00:36Des étudiants de l'université Paul-Valéry, étudiants en master urbanisme à Montpellier, ont réalisé une étude sur plusieurs communes de l'Hérault pour essayer de comprendre pourquoi, justement, cet écart se creuse.
00:48On va y revenir, mais d'abord, est-ce que vous pouvez nous faire un point global sur le département de l'Hérault ?
00:54Rappelez, d'abord, quels sont les quotas et ensuite, quelles sont les bonnes communes et les moins bonnes ?
01:00Alors, d'abord, peut-être, effectivement, vous l'avez dit, sur la région Occitanie, on a cette année, symboliquement, dépassé la barre des 200 000 demandeurs de logements sociaux.
01:09C'était jamais arrivé.
01:10C'est énorme et c'était jamais arrivé, non, bien sûr.
01:12Donc, la situation, elle est assez dramatique sur l'ensemble du territoire national, mais plus particulièrement dans notre région où on a quand même des taux de pauvreté qui sont assez importants.
01:23Donc, effectivement, sur l'Hérault comme sur le reste de la région, cette situation, elle est difficile et on a choisi, nous, à la Fondation pour le Logement des Défavorisés, cette année,
01:32de faire notre éclairage régional sur ce sujet-là en ayant un zoom sur la situation des communes dites SRU, c'est-à-dire des communes qui sont soumises à l'obligation de la loi solidarité à renouvellement urbain.
01:45C'est une loi qui date de 2000 et qui a beaucoup évolué depuis et qui exige qu'un certain nombre de communes qui répondent à certains critères doivent fournir, doivent avoir un quota de 25% de logement social.
01:58Ce sont des communes de plus de 3500 habitants.
02:00Voilà, plus de 3500 habitants dans une agglomération de 50 000 habitants, voilà, pour faire un peu simple.
02:06Et sur l'Hérault, enfin sur le département, oui, de l'Hérault, 47 communes sont soumises à cette obligation et SRU.
02:13Combien respectent ces 25% ?
02:17Une, je dirais.
02:18Montpellier ?
02:19Deux.
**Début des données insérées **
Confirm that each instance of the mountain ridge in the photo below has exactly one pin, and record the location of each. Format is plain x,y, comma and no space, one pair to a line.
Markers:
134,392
Alors Montpellier...
02:20Une seule ? Une, deux ?
02:22Deux. Béziers respecte. Montpellier est quasi arrivé au 25%.
02:28Quelques autres sont entre 23 et 25% donc arrivent bientôt à l'objectif.
02:34Beaucoup de communes ne le respectent pas et beaucoup surtout ne le respectent pas depuis très longtemps.
02:39Et sont très loin.
02:40Et sont très loin de l'autre.
02:41Quelle commune par exemple est à un taux très très bas ?
02:44Alors nous on a choisi un peu arbitrairement de travailler sur cinq communes parce que c'était difficile de les envisager toutes et d'aller les regarder toutes.
02:50Donc on a travaillé avec l'université sur cinq communes.
02:53Deux sur la métropole, Latte et Pérole.
02:55Deux en périphérie de la métropole, Saint-Gélie et Saint-Clément.
02:58Et une sur le littoral, donc Agde.
03:01Ces communes, elles sont loin d'atteindre l'objectif.
03:04Elles se situent entre 8 et 15% pour la plupart.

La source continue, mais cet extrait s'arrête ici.